Backup and Restore of an Eclipse Che Installation

Introduction

Any application that runs in production should be backed up regularly. Even if the application runs inside a Kubernetes or Openshift cluster. To back up an application in a Kubernetes cluster, a user should back up all the resources and definitions that the application uses. It could be pretty easy in case when the application is, for example, a deployment with attached volume. But what if the application has a lot of objects to back up? In such case the task becomes more complicated and requires an understanding on how the components of the application work and interact with each other. Or… just back up the whole cluster, however, such approach has a lot of overhead.

To address this problem in Eclipse Che, the backup and restore feature was implemented. With it, an admin doesn’t have to be aware of Eclipse Che internals in order to create a backup or do recovery of Che. Eclipse Che (Eclipse Che operator to be more precise) can create backups and restore the installation even if a Che installation was completely deleted! This works only if Che has been installed using the operator (chectl server:deploy using installers olm or operator).

Let me show you how easy the process of backing up and restoring Che is now. But first, let’s talk about backup servers a bit.

Internal vs external backup server

When all data for backup is gathered into a snapshot, then it is encrypted and sent to a backup server. The backup server should be set up beforehand and be accessible from within the cluster. This step requires choosing the backup server type and manual configuration of it.
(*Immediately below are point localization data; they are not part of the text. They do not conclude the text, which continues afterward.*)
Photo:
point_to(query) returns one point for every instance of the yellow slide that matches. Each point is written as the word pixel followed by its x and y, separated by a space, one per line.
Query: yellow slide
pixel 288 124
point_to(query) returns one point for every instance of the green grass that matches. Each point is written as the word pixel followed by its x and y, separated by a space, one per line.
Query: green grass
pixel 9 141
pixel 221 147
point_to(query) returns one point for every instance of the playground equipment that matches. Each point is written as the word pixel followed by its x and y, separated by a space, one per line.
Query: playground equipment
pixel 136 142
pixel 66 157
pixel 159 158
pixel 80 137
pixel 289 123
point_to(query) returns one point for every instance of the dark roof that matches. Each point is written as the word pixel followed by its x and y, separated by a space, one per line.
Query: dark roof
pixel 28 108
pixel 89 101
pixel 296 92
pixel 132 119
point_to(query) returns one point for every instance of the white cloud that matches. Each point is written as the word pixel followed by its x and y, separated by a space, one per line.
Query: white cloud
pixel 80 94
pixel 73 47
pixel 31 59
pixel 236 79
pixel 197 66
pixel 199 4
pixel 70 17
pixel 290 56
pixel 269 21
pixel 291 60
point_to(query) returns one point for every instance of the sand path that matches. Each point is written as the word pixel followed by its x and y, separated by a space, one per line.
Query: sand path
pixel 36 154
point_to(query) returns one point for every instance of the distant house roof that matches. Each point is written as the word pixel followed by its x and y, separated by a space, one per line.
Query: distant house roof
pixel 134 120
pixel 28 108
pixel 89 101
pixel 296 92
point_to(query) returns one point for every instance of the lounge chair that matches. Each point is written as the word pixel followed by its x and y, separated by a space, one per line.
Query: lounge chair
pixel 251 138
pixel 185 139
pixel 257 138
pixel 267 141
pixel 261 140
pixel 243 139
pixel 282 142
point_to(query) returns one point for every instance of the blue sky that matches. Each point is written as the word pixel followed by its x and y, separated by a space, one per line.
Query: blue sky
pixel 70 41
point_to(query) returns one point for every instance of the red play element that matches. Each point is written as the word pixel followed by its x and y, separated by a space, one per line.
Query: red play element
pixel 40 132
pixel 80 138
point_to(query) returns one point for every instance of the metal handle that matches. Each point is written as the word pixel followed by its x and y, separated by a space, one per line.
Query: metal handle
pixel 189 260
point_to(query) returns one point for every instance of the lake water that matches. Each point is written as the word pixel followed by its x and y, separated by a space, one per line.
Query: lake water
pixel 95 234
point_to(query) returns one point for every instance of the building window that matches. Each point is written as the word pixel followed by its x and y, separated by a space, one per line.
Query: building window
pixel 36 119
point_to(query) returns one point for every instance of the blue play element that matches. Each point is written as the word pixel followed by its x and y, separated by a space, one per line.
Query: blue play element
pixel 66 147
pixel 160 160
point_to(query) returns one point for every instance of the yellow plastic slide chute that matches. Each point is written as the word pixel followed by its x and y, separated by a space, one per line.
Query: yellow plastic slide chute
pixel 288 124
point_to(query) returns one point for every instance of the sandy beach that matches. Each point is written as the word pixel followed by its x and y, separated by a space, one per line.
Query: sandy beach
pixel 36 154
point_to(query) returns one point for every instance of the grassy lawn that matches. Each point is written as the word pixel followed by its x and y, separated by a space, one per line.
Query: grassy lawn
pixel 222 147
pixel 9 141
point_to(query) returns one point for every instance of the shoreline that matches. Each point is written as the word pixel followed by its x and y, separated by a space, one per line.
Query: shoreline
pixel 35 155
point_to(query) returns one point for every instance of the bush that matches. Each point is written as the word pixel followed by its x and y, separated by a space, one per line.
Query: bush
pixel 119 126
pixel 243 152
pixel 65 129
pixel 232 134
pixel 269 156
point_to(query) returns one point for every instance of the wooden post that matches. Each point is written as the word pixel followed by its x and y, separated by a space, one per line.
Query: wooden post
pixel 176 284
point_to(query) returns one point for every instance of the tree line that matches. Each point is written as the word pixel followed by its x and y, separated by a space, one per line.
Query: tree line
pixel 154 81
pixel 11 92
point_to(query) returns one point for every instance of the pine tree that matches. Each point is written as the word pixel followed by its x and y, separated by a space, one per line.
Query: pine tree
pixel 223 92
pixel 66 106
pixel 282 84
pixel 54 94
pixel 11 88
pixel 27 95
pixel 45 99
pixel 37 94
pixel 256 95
To make life a bit easier, Eclipse Che can automatically set up and configure a backup server in the same cluster. Such approach requires no additional configuration as everything is automated, but the main downside of it is that backups are stored in the same cluster and even the same namespace as Eclipse Che.

Note, for production use, it is recommended to set up a backup server outside of the cluster.

How to back up and restore Che using chectl

Creating backups

To create a backup of Eclipse Che with chectl one should run:

$ chectl server:backup

The command above will create a backup snapshot and send it to the configured backup server. But if no backup server is configured, Che operator will deploy internal backup server and configure itself to use the server by default.

To use an external backup server (or switch to another one), its URL and backups repository password should be provided, for example:

                $ checlt server:backup -r rest:my-backups.domain.net:1234/che-backups -p encryption-password

              

After execution of the command above, a new backup will be created and sent to the specified backup server. Also, it will configure Che to use that backup server by default, so for the next backups just chectl server:backup will be enough.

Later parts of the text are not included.